July 6, 2011 LA Best Babies Network will conduct feasibility study on CenteringPregnancy®
California Community Foundation has awarded a $25,000 grant to the LA Best Babies Network that will enable us to perform a feasibility and landscape analysis of CenteringPregnancy®.
CenteringPregnancy® is an evidence-based model for providing group prenatal care that provides the essentials of traditional prenatal care and builds patient empowerment skills, reduces the alienating features of the medical environment and provides social support to participants. Women who receive care through CenteringPregnancy® are noted to have increased pregnancy knowledge, more likely to have optimal number of prenatal visits, reduced emergency room visits, and significantly less preterm births. While the benefits noted for women and infants who receive CenteringPregnancy® care are compelling, there is considerable professional and organizational transitional change required to implement the model.

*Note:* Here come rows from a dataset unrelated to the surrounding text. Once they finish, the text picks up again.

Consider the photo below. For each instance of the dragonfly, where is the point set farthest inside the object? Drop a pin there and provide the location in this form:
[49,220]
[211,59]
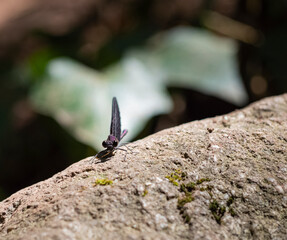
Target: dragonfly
[116,135]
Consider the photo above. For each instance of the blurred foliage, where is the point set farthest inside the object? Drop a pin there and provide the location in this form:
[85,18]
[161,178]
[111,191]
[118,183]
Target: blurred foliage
[99,34]
[78,97]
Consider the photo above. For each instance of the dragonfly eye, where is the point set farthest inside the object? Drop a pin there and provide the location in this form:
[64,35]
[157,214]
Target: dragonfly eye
[104,144]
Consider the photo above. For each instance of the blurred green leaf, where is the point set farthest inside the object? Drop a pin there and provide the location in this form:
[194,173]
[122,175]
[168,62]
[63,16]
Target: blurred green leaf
[79,97]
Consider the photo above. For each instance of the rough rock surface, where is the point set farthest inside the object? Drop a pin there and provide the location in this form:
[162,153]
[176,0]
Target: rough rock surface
[218,178]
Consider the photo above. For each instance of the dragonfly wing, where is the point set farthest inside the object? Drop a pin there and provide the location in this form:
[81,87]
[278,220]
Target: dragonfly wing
[115,129]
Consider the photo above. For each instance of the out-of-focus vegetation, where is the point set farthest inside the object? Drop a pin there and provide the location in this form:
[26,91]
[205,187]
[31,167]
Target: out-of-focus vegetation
[104,37]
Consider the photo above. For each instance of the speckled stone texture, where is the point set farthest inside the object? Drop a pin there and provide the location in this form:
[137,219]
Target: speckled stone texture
[218,178]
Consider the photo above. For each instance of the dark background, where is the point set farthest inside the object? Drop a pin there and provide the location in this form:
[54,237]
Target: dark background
[97,33]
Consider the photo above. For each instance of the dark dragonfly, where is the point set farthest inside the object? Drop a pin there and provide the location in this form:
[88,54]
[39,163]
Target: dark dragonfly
[115,136]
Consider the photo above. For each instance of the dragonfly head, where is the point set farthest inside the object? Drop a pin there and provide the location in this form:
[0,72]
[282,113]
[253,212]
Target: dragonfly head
[111,142]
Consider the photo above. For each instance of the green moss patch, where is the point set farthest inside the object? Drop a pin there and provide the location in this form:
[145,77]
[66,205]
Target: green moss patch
[103,181]
[217,210]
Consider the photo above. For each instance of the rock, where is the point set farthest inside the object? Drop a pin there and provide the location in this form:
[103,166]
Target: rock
[218,178]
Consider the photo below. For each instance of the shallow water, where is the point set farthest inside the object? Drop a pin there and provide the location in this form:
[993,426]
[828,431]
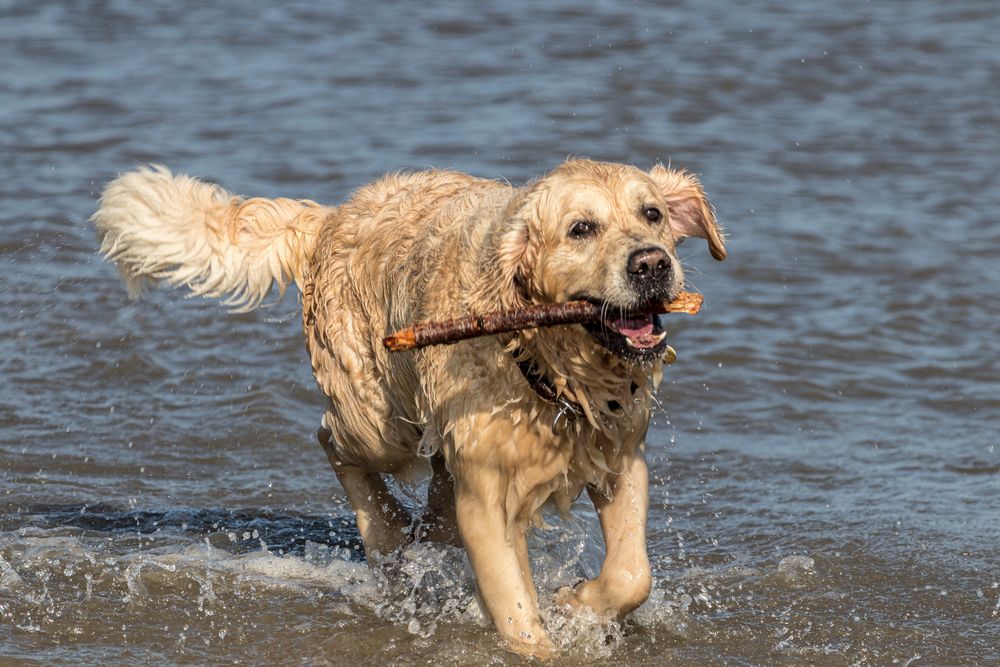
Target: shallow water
[826,461]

The Network will convene a CenteringPregnancy® Taskforce consisting of members from the Southside Coalition, the Community Clinic Association of Los Angeles County, and other local advocates for quality perinatal care to conduct a feasibility study and develop recommendations for spreading CenteringPregnancy® throughout Los Angeles County. Our goal will be to analyze the viability of establishing CenteringPregnancy® practices in Los Angeles County community clinics and establish a set of recommendations for spreading CenteringPregnancy®.

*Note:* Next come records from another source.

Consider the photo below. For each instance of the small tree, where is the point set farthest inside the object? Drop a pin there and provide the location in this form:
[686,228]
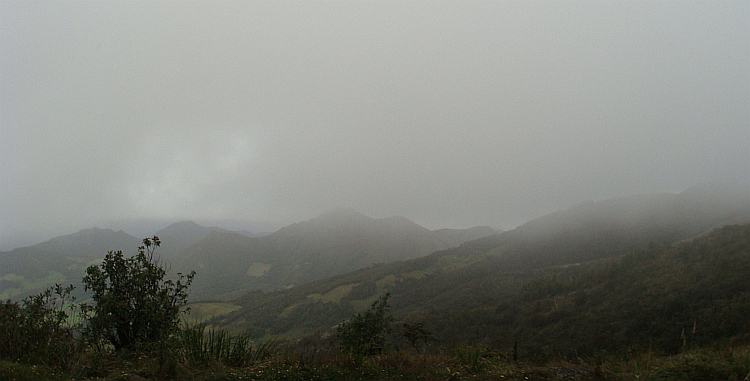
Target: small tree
[364,334]
[133,302]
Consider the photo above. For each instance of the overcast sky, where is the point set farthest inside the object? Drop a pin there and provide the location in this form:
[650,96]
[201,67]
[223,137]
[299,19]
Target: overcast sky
[452,114]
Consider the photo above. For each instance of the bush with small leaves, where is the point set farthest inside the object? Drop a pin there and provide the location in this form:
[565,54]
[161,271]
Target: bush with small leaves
[133,303]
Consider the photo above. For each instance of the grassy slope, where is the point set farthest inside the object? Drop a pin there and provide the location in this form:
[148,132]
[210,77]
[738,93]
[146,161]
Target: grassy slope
[479,292]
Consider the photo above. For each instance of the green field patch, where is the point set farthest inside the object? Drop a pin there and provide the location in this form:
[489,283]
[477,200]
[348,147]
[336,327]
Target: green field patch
[287,311]
[258,269]
[28,286]
[418,274]
[387,280]
[314,297]
[337,293]
[200,312]
[12,278]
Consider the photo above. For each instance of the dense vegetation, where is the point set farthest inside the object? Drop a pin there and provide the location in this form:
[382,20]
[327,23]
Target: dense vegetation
[592,302]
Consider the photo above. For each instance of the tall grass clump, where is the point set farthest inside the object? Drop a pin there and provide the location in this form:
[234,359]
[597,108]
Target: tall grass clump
[201,347]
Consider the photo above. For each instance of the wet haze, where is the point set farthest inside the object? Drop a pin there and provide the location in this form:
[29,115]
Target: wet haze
[451,114]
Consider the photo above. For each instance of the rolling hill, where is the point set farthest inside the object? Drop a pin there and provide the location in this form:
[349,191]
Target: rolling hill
[230,264]
[508,287]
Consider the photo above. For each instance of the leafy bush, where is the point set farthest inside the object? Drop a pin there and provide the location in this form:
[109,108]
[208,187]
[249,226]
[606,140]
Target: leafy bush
[364,334]
[133,303]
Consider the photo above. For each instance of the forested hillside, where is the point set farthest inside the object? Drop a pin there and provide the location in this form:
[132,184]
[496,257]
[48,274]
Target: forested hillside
[558,285]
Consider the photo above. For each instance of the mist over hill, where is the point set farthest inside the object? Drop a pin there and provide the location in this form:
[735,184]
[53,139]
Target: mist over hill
[459,293]
[231,263]
[336,242]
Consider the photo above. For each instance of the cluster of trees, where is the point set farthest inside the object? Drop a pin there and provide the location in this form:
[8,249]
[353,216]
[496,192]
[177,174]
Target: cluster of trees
[135,309]
[133,305]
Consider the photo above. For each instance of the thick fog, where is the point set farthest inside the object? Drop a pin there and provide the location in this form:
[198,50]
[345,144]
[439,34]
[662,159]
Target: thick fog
[451,114]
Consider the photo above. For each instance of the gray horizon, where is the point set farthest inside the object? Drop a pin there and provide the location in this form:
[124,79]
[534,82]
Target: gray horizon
[450,113]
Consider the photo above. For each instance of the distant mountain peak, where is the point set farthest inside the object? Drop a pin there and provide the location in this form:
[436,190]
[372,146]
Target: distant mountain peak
[342,212]
[183,227]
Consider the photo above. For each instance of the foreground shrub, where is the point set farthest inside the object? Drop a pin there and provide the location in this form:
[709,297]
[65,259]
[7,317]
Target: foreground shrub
[134,304]
[364,334]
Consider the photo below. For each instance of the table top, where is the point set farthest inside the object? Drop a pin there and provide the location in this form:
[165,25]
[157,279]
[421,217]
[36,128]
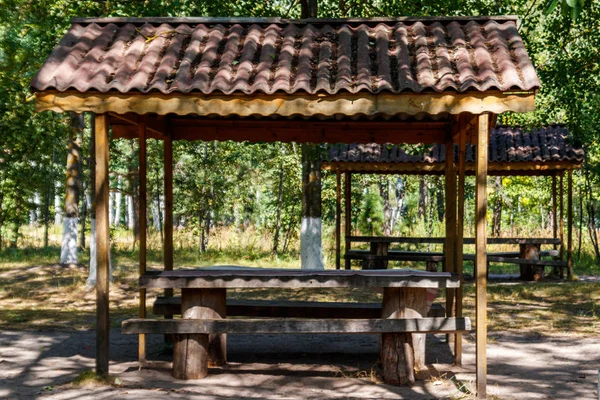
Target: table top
[441,240]
[251,277]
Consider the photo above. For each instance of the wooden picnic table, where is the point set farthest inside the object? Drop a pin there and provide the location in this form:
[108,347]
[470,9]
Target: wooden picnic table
[528,257]
[200,334]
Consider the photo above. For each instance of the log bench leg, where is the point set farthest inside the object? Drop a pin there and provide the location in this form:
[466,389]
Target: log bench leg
[401,353]
[192,354]
[530,272]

June 30, 2011 California Community Foundation supports the Los Angeles Healthy Weight Collaborative
Together, community engagement and collaboration are powerful strategies for bringing about sustainable change in the health of communities and individuals.[i] The Network will bring leaders together from public health, schools, healthcare, community organizations, and community to form the Los Angeles Healthy Weight Collaborative. Collaborative members will learn about their community assets, identify gaps and jointly establish program links, referral mechanisms and shared measures of success to curb the obesity epidemic in LA and improve the health and wellbeing of our residents.

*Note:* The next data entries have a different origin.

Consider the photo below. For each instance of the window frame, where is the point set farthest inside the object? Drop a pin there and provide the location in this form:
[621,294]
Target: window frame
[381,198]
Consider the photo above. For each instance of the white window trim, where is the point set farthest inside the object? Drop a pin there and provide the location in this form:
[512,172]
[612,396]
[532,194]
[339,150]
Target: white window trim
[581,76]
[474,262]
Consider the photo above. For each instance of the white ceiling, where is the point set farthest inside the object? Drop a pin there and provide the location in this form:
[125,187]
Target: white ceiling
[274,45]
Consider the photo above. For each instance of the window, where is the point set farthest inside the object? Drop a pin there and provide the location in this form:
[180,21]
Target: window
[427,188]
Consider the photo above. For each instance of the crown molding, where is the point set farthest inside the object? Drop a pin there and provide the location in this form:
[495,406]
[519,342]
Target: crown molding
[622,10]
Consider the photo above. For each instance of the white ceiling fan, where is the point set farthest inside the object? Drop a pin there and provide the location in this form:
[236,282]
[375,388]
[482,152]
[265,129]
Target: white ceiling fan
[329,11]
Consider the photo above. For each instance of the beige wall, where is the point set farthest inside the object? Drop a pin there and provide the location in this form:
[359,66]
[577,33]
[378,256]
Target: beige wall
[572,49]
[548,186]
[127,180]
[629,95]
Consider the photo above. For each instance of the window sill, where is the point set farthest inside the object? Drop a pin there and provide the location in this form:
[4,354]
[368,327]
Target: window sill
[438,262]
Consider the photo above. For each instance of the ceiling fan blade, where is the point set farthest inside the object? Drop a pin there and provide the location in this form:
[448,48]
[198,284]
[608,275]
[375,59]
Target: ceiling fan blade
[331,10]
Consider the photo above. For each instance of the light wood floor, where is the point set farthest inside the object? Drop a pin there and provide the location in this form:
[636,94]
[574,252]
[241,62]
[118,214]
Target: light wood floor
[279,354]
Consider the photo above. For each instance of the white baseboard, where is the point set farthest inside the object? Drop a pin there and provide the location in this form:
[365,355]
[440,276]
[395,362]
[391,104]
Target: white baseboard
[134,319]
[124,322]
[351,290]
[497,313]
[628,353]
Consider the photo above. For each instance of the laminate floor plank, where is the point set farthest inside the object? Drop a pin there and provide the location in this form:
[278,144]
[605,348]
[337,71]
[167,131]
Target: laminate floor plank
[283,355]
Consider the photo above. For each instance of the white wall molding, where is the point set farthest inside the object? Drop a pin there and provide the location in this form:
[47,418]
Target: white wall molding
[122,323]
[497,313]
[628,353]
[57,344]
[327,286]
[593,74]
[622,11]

Strategies to address the obesity epidemic are currently being developed and applied within various sectors but with little communication or coordination. For example, Project RENEW and the Brotherhood Crusade both provide safe and supportive places for community members to access physical activities in vulnerable communities. Medical providers currently assess patients and set treatment plans with patients to reduce obesity; yet face challenges with having or they are unaware of resources within the community where patients can safely exercise or obtain healthy foods, or additional nutrition education. LA Regional Network for Healthy California provides trainings for teachers to integrate nutrition information into their curriculum but teachers express challenges with not having healthcare resources for overweight or obese students. To maximize impact and utilize resources efficiently, resources need to be complementary and cohesive. Establishing inter-sector linkages are vital to this effort. Our goal is to facilitate a community-based and multi-sector team to prevent and treat overweight and obesity at individual and population levels.